The conversion to make Theater on the Lake a year-round program and event facility includes a complete renovation of the interior theater space, which will be equipped with a new performance space, lighting and sound systems. The building will be conditioned to operate year-round and will be equipped with new dressing rooms, green rooms and event space in the northern half of the pavilion. A concession space with outdoor seating and public toilets are also included. The main entry to the theater will be from the lakeside with a glass enclosed lobby facing the lake. Other improvements to the site will include a new vehicular drop off, loading access and an outdoor patio with views of Lake Michigan.

“Patrons will enjoy professional theater companies at Theater on the Lake for more than just an 8-week run,” said Park District General Superintendent Michael Kelly. “The renovations will provide the capacity for bigger audiences and year-round programming.”

The Park District is currently reviewing proposals for the conversion, and work is expected to start next year to ensure that completion coincides with the Fullerton Revetment project. Theater on the Lake will continue to perform in neighborhood parks as part of Mayor Emanuel’s Night Out in the Parks until the conversion is complete.

“By redeveloping portions of the shoreline and adding nearly six acres of additional open space, we can ensure the lakefront remains a place all can enjoy for years to come,” said Alderman Smith. “Further, the renovation of the Theater on the Lake to convert it to a year-round venue will allow more residents and visitors to appreciate a celebrated Lincoln Park institution, and will lend to the region’s already thriving cultural landscape. I look forward to working closely with Mayor Emanuel, the Chicago Park District and the Army Corps of Engineers as work gets underway on these exciting improvements.”

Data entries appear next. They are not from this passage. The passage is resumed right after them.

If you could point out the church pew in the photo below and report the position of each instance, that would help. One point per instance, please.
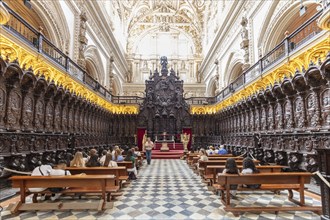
(203, 164)
(102, 184)
(127, 164)
(119, 172)
(269, 182)
(190, 157)
(195, 159)
(212, 170)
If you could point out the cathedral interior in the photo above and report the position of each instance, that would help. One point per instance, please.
(251, 77)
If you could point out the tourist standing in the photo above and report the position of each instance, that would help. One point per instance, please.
(148, 146)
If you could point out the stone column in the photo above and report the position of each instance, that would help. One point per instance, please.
(324, 161)
(245, 43)
(82, 40)
(111, 60)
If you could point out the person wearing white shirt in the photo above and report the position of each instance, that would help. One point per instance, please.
(58, 171)
(42, 170)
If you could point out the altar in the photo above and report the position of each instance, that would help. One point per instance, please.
(164, 139)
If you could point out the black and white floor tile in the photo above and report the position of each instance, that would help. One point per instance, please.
(169, 189)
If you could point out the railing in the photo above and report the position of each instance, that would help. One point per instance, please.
(288, 46)
(20, 28)
(127, 100)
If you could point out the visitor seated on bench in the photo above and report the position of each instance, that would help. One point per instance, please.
(203, 155)
(137, 153)
(42, 170)
(210, 151)
(102, 159)
(130, 157)
(222, 150)
(231, 168)
(118, 155)
(248, 168)
(78, 160)
(92, 152)
(109, 162)
(59, 170)
(93, 161)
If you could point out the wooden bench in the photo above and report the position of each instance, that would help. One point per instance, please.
(212, 170)
(190, 157)
(119, 172)
(127, 164)
(269, 182)
(203, 164)
(195, 159)
(75, 184)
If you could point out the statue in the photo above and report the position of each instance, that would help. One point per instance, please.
(185, 140)
(163, 63)
(144, 140)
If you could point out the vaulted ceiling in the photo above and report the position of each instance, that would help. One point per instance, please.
(140, 17)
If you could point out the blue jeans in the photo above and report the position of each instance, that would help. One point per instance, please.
(148, 156)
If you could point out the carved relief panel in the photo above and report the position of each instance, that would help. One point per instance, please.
(270, 119)
(2, 103)
(311, 110)
(14, 109)
(257, 119)
(52, 143)
(23, 144)
(70, 118)
(77, 119)
(288, 123)
(5, 144)
(325, 108)
(65, 117)
(49, 113)
(252, 118)
(263, 122)
(39, 144)
(57, 117)
(39, 115)
(278, 117)
(27, 112)
(299, 113)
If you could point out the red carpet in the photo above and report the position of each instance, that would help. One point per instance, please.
(176, 146)
(172, 154)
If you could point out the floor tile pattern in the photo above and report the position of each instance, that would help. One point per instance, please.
(169, 189)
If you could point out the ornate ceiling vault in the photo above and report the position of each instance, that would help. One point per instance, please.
(143, 16)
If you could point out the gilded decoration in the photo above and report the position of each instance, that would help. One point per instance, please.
(12, 52)
(4, 14)
(298, 63)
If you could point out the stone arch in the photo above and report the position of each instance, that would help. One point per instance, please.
(55, 21)
(134, 44)
(212, 87)
(94, 65)
(233, 67)
(116, 86)
(49, 16)
(282, 22)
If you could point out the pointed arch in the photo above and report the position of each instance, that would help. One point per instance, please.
(94, 65)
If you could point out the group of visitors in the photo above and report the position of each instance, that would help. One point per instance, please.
(248, 168)
(108, 158)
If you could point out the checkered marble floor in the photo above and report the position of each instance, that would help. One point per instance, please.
(168, 189)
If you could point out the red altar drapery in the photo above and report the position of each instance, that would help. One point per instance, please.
(140, 133)
(188, 131)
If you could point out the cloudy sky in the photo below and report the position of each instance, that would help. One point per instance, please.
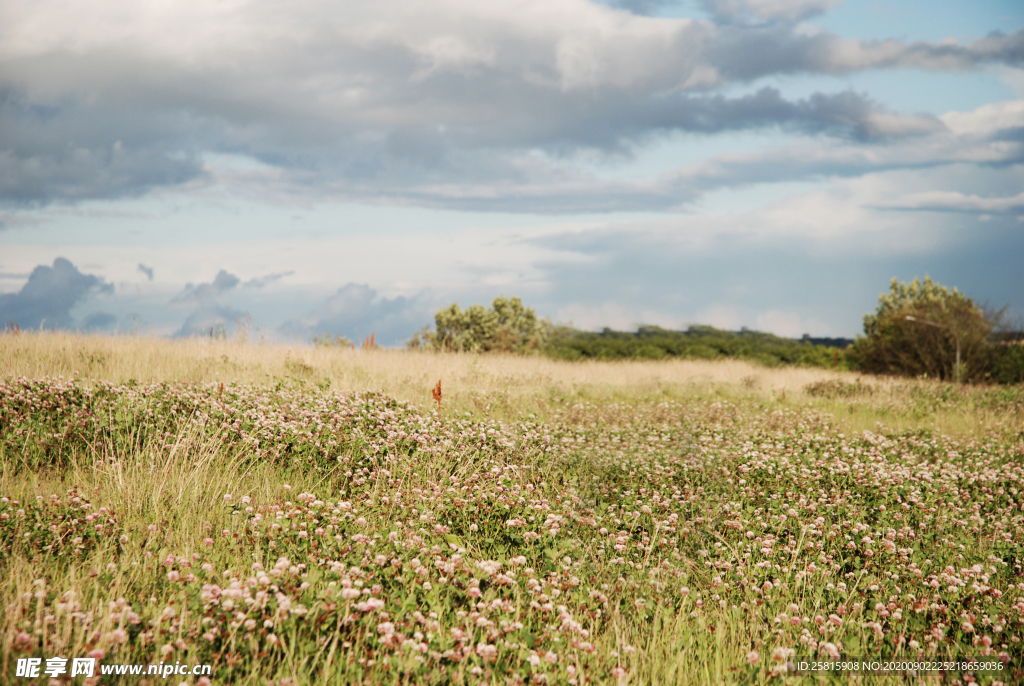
(349, 167)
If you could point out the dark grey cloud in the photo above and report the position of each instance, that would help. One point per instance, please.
(436, 105)
(204, 293)
(69, 149)
(47, 298)
(356, 311)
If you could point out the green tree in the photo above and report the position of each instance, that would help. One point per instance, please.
(507, 327)
(918, 330)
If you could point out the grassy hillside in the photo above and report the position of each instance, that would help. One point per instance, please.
(308, 516)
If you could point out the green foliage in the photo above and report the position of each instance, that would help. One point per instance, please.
(927, 343)
(507, 327)
(695, 342)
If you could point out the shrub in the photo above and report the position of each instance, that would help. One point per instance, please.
(507, 327)
(916, 330)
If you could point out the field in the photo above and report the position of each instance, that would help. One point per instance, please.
(312, 516)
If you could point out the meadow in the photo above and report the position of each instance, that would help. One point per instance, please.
(300, 515)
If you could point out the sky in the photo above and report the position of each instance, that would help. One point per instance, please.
(317, 166)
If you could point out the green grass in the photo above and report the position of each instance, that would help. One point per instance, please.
(654, 534)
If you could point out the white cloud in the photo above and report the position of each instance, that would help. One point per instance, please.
(791, 325)
(720, 316)
(435, 103)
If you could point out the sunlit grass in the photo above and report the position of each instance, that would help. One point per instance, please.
(623, 523)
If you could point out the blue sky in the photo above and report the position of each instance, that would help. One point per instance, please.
(351, 167)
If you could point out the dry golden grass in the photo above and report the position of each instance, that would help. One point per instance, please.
(407, 375)
(499, 386)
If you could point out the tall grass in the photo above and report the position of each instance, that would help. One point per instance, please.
(668, 522)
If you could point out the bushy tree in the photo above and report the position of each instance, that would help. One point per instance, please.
(915, 331)
(506, 327)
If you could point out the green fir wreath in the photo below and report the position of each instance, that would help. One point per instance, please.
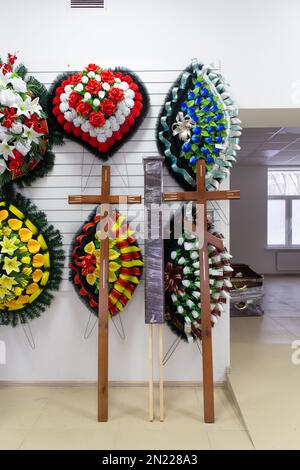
(31, 260)
(182, 284)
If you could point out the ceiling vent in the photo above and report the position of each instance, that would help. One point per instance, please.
(87, 3)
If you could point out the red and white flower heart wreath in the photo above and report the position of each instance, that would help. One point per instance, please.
(99, 108)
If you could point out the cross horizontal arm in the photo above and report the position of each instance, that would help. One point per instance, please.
(181, 196)
(222, 195)
(109, 199)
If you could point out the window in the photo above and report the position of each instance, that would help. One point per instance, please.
(284, 207)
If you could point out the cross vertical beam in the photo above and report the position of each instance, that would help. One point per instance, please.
(201, 196)
(104, 199)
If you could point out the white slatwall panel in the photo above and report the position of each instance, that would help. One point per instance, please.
(76, 171)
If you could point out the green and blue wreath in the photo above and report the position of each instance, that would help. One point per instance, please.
(199, 120)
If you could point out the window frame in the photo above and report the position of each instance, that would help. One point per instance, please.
(288, 213)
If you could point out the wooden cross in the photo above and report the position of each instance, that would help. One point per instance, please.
(104, 199)
(201, 197)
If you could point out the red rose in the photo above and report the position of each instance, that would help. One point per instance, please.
(74, 99)
(93, 87)
(108, 107)
(6, 69)
(75, 79)
(83, 108)
(92, 68)
(107, 76)
(116, 94)
(17, 161)
(97, 119)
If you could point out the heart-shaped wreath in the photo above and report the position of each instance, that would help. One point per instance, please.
(31, 260)
(125, 263)
(25, 141)
(182, 284)
(99, 108)
(199, 121)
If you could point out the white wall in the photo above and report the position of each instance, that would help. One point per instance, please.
(133, 35)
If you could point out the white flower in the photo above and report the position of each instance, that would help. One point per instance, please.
(3, 133)
(68, 116)
(129, 93)
(79, 87)
(23, 147)
(64, 106)
(28, 107)
(6, 149)
(4, 79)
(30, 134)
(101, 138)
(129, 102)
(64, 97)
(18, 84)
(9, 98)
(85, 126)
(17, 128)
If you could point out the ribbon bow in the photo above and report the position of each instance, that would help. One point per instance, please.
(182, 127)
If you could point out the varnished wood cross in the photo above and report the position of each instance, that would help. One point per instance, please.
(104, 200)
(201, 197)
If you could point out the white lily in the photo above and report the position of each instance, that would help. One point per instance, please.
(31, 135)
(29, 107)
(10, 98)
(4, 79)
(18, 84)
(6, 149)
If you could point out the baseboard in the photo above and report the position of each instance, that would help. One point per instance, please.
(113, 383)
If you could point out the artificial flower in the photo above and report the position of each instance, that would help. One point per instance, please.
(11, 264)
(9, 245)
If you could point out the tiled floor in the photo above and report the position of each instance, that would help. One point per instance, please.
(64, 418)
(264, 380)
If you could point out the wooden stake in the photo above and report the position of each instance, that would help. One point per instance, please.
(104, 199)
(150, 357)
(160, 369)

About Theater on the Lake: Constructed in 1920, the Theater on the Lake building was originally a recuperation ward for babies suffering from tuberculosis and other diseases. During World War II, the structure was then used as a USO Center. After the war, the Chicago Park District used the venue for then-popular barn dances. In 1952, it was converted into the Theater on the Lake performance venue and showcased productions staged by the Park District's many community theater organizations. In 1996, the programming evolved into its current format, and the Chicago Park District began inviting professional theater companies to remount their best works.